Ich bin im Blick auf diesen Doppelhaushalt guten Mutes, dass wir damit das richtige finanzielle Fundament geschaffen haben, um Bildung und Ausbildung, allgemein bildende Schulen und berufliche Schulen so weiterzuentwickeln, dass wir auch in den nächsten Jahren mit Fug und Recht sagen können: Nicht nur im bundesweiten Vergleich, nein europaweit sind wir das Land, das jungen Menschen Zukunftschancen wie nie ermöglicht.
Das ist unsere Aufgabe in den nächsten Jahren, und deshalb lade ich Sie herzlich ein: Hören Sie auf, sich immer nur auf das zu stürzen, was noch nicht hundertprozentig geschafft ist.
Dann würde die Auseinandersetzung mit Ihnen wieder richtig Spaß machen.

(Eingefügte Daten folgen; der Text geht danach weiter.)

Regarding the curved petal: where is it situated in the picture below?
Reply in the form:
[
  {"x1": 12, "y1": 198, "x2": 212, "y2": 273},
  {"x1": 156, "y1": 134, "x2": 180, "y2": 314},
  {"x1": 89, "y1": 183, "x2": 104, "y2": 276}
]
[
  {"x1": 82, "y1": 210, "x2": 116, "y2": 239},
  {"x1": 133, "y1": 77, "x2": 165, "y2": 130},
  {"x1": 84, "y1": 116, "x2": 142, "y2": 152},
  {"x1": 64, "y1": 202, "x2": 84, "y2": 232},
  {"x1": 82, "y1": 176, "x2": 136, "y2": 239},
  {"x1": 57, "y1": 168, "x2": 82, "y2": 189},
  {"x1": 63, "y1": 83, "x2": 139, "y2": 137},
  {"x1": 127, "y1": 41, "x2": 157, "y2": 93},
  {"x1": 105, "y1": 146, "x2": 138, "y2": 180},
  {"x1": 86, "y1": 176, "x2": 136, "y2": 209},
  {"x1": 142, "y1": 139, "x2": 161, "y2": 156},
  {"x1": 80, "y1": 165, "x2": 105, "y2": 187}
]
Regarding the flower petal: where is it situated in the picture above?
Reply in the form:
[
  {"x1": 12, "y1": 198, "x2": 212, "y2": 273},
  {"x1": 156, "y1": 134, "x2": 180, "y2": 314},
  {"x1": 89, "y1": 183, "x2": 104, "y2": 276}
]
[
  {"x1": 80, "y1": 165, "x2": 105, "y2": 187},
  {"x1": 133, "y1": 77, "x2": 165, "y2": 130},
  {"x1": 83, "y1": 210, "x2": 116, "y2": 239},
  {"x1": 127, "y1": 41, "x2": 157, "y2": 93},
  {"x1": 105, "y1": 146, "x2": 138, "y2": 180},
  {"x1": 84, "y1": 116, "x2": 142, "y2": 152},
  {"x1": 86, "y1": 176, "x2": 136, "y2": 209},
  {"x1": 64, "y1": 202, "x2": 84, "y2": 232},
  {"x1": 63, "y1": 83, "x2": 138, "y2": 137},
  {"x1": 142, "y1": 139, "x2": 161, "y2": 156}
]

In diesem Sinne: Weiterentwicklung unseres Schulwesens und Ernstnehmen dessen, was um die Schule herum geschieht, das macht die nächste Generation stark.
(Anhaltender lebhafter Beifall bei der CDU Bei- fall bei der FDP/DVP Rhythmische Zurufe von der CDU: Zeller, Zeller, Zeller! Abg. Pfister FDP/ DVP: La Ola!)
Frau Präsidentin, meine Damen und Herren! Es bleibt mir nur relativ wenig Zeit, um etwas gegen diese Darstellung sagen zu können.
Zum Ersten: Sie sagten ich habe es mir sehr genau mitgeschrieben, es ist auch im Protokoll nachzulesen : Der Unterrichtsausfall hat sich nicht verschlechtert.
Im Staatsanzeiger vom 28. Januar ist Ihre Statistik aufgeführt; ich kann sie Ihnen vorlesen. In der 48. Woche 2000 betrug der Unterrichtsausfall an der Hauptschule 2,2, in der 48. Woche 2001 3,1 %. Das hat sich angeblich nicht verschlechtert, obwohl es mehr Unterrichtsausfall gibt.
Im beruflichen Schulwesen dort nennen Sie den strukturellen Ausfall schon gar nicht mehr: er beträgt 7 % ist der Unterrichtsausfall immerhin auch um 0,1 Prozentpunkte angestiegen.
Da behaupten Sie von dieser Stelle aus schlichtweg und Sie nehmen die Wahrhaftigkeit doch immer so ernst : Der Unterrichtsausfall hat sich nicht verschlechtert. Dabei belegt die Statistik genau das Gegenteil. Ich sage, da soll sich jeder selbst ein Bild machen.
Ein weiterer Punkt: Sie haben sich hier als die große Modernisiererin dargestellt. Ich kann jetzt nicht alles darlegen. Ich nenne Ihnen aber einige Punkte, bei denen Sie eine Modernisierungsblockiererin sind.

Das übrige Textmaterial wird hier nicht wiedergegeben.